The pleasure centers of the brain — the reptilian, primitive intelligence — is not involved in abstract thought but entrusted with the very essence of staying alive. Yet the impulses and desires which originate there find means of expression in our higher intelligence. Food and sex are necessary for survival, so necessary that sometimes it seems as though the whole human world, all human society and culture, can be thought of as nothing more than an interesting mechanism to keep us supplied with food and sex.
The appreciation of music springs from that same primal area of the brain — could this possibly mean there must be a God, after all — a God who gave us another instinct, one for pleasure and beauty, in addition to our basic instincts to survive? Music, a divine invention with no practical purpose. No purpose at all other than to inspire in us joy, mystery, fear and abandon.
Think of all the emotions we can express with food, sex and music: passion, joy, disinterest, experimentation, violence, anger, tenderness, wistfulness, meditation, transcendence. Food, sex and music can be used to communicate, even intensify, all these emotions, yet the trio can also be used to push us past all of these feelings to a region of Godlike rationality and knowledge. Yes, occasionally our existence becomes clear, understood fully until surface complexity falls away into the deeper simplicity of detached understanding. A strangely quiet joy — a joy beyond anything prosaic.
A poetic joy, able to recreate itself in the mind forever. Sometimes the memory of such enlightenment is what keeps us going when the enlightenment itself feels as far away as Uranus or Pluto — as cold, as unreachable.

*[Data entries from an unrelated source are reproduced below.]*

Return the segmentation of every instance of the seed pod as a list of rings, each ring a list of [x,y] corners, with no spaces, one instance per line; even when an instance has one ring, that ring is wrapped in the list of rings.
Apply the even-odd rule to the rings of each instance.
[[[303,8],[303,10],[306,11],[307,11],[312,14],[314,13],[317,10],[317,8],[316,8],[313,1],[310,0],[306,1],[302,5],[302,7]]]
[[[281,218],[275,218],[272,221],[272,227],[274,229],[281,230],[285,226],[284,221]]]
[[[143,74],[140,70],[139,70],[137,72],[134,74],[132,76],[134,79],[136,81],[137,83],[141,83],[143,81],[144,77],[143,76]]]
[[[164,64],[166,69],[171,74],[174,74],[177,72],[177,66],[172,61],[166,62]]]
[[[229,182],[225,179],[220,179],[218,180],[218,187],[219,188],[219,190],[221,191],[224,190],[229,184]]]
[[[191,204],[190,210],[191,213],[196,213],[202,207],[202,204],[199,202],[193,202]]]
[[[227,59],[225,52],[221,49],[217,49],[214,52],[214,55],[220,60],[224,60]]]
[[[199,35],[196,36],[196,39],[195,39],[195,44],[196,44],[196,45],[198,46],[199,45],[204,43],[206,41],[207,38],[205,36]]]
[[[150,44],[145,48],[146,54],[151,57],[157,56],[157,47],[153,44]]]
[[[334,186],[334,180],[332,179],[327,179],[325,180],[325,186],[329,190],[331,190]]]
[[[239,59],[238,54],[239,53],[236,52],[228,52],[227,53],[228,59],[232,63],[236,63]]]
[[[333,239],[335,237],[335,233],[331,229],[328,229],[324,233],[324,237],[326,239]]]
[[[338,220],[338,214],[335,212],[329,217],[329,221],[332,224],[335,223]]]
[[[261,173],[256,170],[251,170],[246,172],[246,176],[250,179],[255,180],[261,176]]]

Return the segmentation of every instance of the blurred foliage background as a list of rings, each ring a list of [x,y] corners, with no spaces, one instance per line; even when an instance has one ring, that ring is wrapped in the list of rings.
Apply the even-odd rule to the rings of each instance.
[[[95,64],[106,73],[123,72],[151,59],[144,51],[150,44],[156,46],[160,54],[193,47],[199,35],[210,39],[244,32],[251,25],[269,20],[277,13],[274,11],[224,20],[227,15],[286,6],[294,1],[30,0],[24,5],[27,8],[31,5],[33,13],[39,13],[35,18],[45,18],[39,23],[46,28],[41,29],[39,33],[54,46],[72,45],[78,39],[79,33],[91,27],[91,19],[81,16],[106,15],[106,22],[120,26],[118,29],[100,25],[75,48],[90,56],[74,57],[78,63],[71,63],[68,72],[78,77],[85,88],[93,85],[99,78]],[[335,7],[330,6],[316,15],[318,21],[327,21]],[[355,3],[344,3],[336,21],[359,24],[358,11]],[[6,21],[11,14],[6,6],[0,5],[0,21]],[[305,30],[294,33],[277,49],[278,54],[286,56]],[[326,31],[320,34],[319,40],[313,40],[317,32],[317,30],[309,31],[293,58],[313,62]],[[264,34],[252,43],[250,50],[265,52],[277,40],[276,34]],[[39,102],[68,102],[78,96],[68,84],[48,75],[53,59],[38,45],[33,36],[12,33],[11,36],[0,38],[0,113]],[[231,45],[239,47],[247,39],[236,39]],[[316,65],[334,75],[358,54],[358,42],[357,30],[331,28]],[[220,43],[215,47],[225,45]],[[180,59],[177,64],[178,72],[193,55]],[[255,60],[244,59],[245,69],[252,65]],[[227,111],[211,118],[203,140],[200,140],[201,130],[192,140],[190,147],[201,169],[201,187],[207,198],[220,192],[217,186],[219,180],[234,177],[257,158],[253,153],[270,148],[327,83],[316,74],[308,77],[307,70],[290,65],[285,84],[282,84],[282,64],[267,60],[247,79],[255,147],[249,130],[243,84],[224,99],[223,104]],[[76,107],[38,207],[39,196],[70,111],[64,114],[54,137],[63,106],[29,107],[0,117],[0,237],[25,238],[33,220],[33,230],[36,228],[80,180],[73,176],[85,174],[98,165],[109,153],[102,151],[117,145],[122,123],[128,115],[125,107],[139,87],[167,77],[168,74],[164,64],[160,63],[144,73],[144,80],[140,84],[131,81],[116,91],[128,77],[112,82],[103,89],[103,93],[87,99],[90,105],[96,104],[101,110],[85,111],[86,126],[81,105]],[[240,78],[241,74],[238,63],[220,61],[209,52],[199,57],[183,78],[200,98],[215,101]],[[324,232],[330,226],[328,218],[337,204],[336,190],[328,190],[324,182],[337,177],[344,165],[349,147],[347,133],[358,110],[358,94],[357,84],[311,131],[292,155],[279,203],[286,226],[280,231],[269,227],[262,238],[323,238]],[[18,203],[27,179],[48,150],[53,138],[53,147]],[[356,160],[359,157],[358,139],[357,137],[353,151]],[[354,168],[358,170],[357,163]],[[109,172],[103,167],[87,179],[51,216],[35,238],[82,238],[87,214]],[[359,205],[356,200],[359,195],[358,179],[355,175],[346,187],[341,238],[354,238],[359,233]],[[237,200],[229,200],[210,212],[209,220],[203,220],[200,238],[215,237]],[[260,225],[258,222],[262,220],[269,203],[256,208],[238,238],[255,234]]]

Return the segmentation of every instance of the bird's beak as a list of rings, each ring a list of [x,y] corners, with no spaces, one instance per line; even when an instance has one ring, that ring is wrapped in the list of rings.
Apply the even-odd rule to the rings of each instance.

Remembering how once we held it in our bodies and it filled us so there was nothing empty, noting lacking, nothing to fear — not even death. It is a knowledge, a contentment, which infants possess without awareness. To possess this peace with awareness is the greatest achievement, but one which few people are able to sustain for long. We hold it and fall in love with it and in an instant it twists out of our hands and flashes off into the distance like an agile, silvery minnow. Enlightenment as God’s minnow. Look at it too closely, try to keep it too long, and you may never see it again.
I myself have only a rather wobbly faith in God’s existence, but I nonetheless feel pity for people who declare without hesitation that nothing divine exists. What a drab, ugly world their interior castles must be, with only themselves for company.

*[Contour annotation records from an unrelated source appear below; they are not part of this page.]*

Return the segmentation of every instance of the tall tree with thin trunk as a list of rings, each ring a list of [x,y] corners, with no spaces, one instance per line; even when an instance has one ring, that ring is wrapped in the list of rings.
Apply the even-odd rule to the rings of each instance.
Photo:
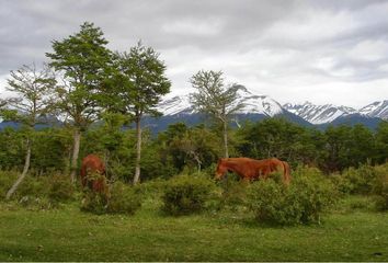
[[[54,53],[46,53],[50,66],[62,76],[64,84],[56,90],[57,108],[73,128],[71,180],[76,181],[81,133],[99,113],[100,90],[109,79],[112,53],[100,27],[83,23],[80,32],[62,41],[54,41]]]
[[[238,100],[239,84],[225,87],[222,71],[199,70],[190,82],[197,91],[190,94],[194,108],[210,115],[222,126],[222,140],[225,157],[229,157],[228,150],[228,124],[230,117],[243,107],[243,102]]]
[[[115,101],[119,111],[129,114],[136,126],[136,162],[134,184],[140,180],[141,118],[158,116],[156,105],[162,95],[170,92],[171,82],[164,76],[166,65],[159,54],[140,42],[129,53],[117,54],[119,84]]]
[[[7,100],[7,108],[1,110],[1,115],[4,119],[22,124],[26,152],[23,172],[7,192],[7,199],[11,198],[28,172],[34,127],[47,119],[45,116],[52,110],[50,94],[55,84],[55,77],[46,65],[42,70],[37,70],[35,65],[23,66],[16,71],[11,71],[11,78],[8,79],[7,90],[15,93],[16,96]]]

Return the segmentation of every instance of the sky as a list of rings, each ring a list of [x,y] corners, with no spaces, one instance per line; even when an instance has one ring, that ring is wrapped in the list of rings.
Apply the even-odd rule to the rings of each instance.
[[[203,69],[282,104],[388,100],[388,0],[1,0],[0,98],[85,21],[112,50],[153,47],[175,94]]]

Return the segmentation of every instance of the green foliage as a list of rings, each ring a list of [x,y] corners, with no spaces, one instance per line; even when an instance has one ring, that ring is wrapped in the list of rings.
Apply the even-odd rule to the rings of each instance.
[[[62,72],[66,84],[57,87],[55,107],[67,114],[70,124],[84,129],[102,110],[101,90],[112,72],[112,53],[105,47],[103,32],[93,23],[83,23],[80,32],[53,42],[49,66]]]
[[[373,184],[376,208],[380,211],[388,210],[388,164],[375,167],[376,180]]]
[[[75,196],[75,185],[71,183],[69,176],[62,174],[55,174],[50,179],[50,188],[48,197],[54,203],[62,203],[71,201]]]
[[[187,127],[183,123],[170,125],[157,138],[163,163],[181,172],[185,167],[202,170],[218,159],[220,140],[204,126]],[[171,173],[170,173],[171,174]]]
[[[244,105],[238,100],[238,91],[246,88],[237,83],[225,87],[222,75],[222,71],[213,70],[199,70],[195,73],[190,82],[196,92],[190,94],[190,100],[193,107],[222,126],[224,156],[229,157],[228,124],[231,116]]]
[[[110,187],[110,196],[85,191],[81,210],[96,215],[127,214],[134,215],[141,207],[141,195],[137,188],[115,182]]]
[[[175,176],[166,185],[162,209],[174,216],[199,213],[205,209],[214,186],[214,183],[205,178]]]
[[[334,186],[322,175],[293,174],[289,186],[260,180],[249,190],[250,209],[259,221],[278,225],[320,222],[321,214],[336,198]]]
[[[141,197],[140,192],[134,186],[116,182],[111,187],[106,213],[134,215],[141,207]]]
[[[81,210],[89,211],[96,215],[106,213],[107,198],[105,195],[95,193],[93,191],[85,191],[83,199],[81,202]]]
[[[16,171],[0,171],[0,201],[5,198],[7,192],[18,179]]]
[[[376,180],[376,171],[369,164],[360,168],[349,168],[333,176],[336,187],[342,193],[347,194],[368,194]]]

The divine cannot be ruled out. We cannot know what exists beyond our senses. Certainly people have been enraptured by the idea of divinity — especially, most recently, the notions of divine anger, divine vengeance — modern terrorists have embraced these, but without embracing the corresponding ideas of divine love and divine compassion. Yes, people have fastened their wills on the idea of divine judgment, but they have ignored completely divine forgiveness.
The cockroach is as marvelous a creation as anything — see it scuttle away from the light, a most marvelous mechanism, see it copulate, see it reproduce itself, see it taste its food with pleasure twinkling in its delicate, wavelike feelers. No less miraculous than us. But we have an ability the cockroach does not have — to be self-aware of our divine impulses — our duty as human beings is to dive both below and above our own ordinary human consciousness. To bring all our unconscious knowledge and desires into to the conscious realm — both those desires labeled primitive and those labeled exalted.
Some elements of love are to be found in the roach. It loves its life: flees from danger, attempts to avoid harm, and tries to survive no matter what the odds. This is where the terrorists have failed. They have embraced only half the divine order — divine hate — the half that appeals to them more and suits their political purposes. They need to stretch themselves, accept all things God has created — even those they find distasteful or abhorrent — and leave the judging to God. They need to cultivate in themselves divine compassion and divine love. Terrorists profess they love God, but they do not love God’s creation — therefore that love is flawed, is not really love at all. Their love has turned inside out into hate.
They need to learn from the cockroach, as do we all. We possess vast potential for divine virtue, yet are so capable of falling into the abyss of pride. These terrorists have fallen, and they are trying to pull us down with them. We must not surrender to only part of the divine order. We must catch ourselves with the feelers of the insect before we tumble too far.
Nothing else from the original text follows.